Cette pensée ou émotion qui a surgi, est-elle utile ? Vous sert-elle ou sert-elle aux autres d’une manière ou d’une autre ? S’agit-il simplement d’anciennes peurs, de vieux préjugés ou de facteurs qui ne sont pas très utiles pour vous ou pour les autres ? La pleine conscience vous aidera vraiment à voir et à discerner cette différence. Elle deviendra par la suite le fondement de choix plus sages qui ne pourront qu’inexorablement mener au bonheur.

Est-ce vraiment ce que je veux être ?

Nous croyons souvent que nous devrions avoir le contrôle de nos émotions en tant que maître de notre propre esprit. Cette conviction ne crée toutefois que des difficultés à surmonter en pratique. Elle vous conduira à essayer de forcer volontairement l’esprit à la soumission. Dans le cas d’un échec sans doute inévitable, vous aurez tendance à vous décourager et à vous blâmer. Tout cela peut devenir une habitude, à moins que vous ne réalisiez qu’il n’y a pas de “moi” responsable de l’esprit, et donc personne à accuser.

Des quantités de choses affectent vos décisions chaque jour. Le contexte, les amis et les humeurs influencent ce que vous faites et qui vous êtes. C’est une bonne chose, car cela signifie que vous pouvez changer. Cependant, cela représente un défi, puisque cela implique que vous devez déterminer quelle personne vous serez aujourd’hui. Vous ne voulez pas vous tromper.

La fidélité à soi-même

Ayez le courage de vivre une vie fidèle à vous-même, pas à celle que les autres attendent de vous.

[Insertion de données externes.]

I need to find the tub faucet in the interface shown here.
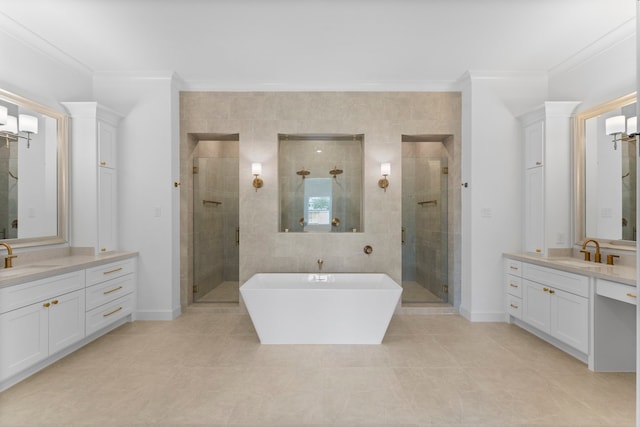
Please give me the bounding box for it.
[0,242,18,268]
[580,239,602,262]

Soyez « vous » le meilleur jour de votre vie. Ainsi, lorsque vous faites des choix difficiles, pensez à vous demander si ce que vous avez l’intention de faire correspond au « vous » dont vous êtes le plus fier.

Ne vous inquiétez pas non plus de paraître inauthentique. Donnez le meilleur de vous-même. Vous finirez par montrer aux gens ce que vous êtes vraiment. Une présentation positive de soi facilite une impression plus précise, indiquant que le fait de mettre en avant son meilleur soi aide à révéler son vrai soi.

Bien des aspects de votre vie sont cruciaux, mais aucun n’est plus précieux que celui de vos relations sociales. Vous serez blessé. Vous vous sentirez parfois mal à l’aise. C’est la vie. Alors, quand les temps sont durs, ayez la force émotionnelle de continuer à donner, à aider et à prendre soin des autres. Vous avez maintenant des outils pour résister à la tempête.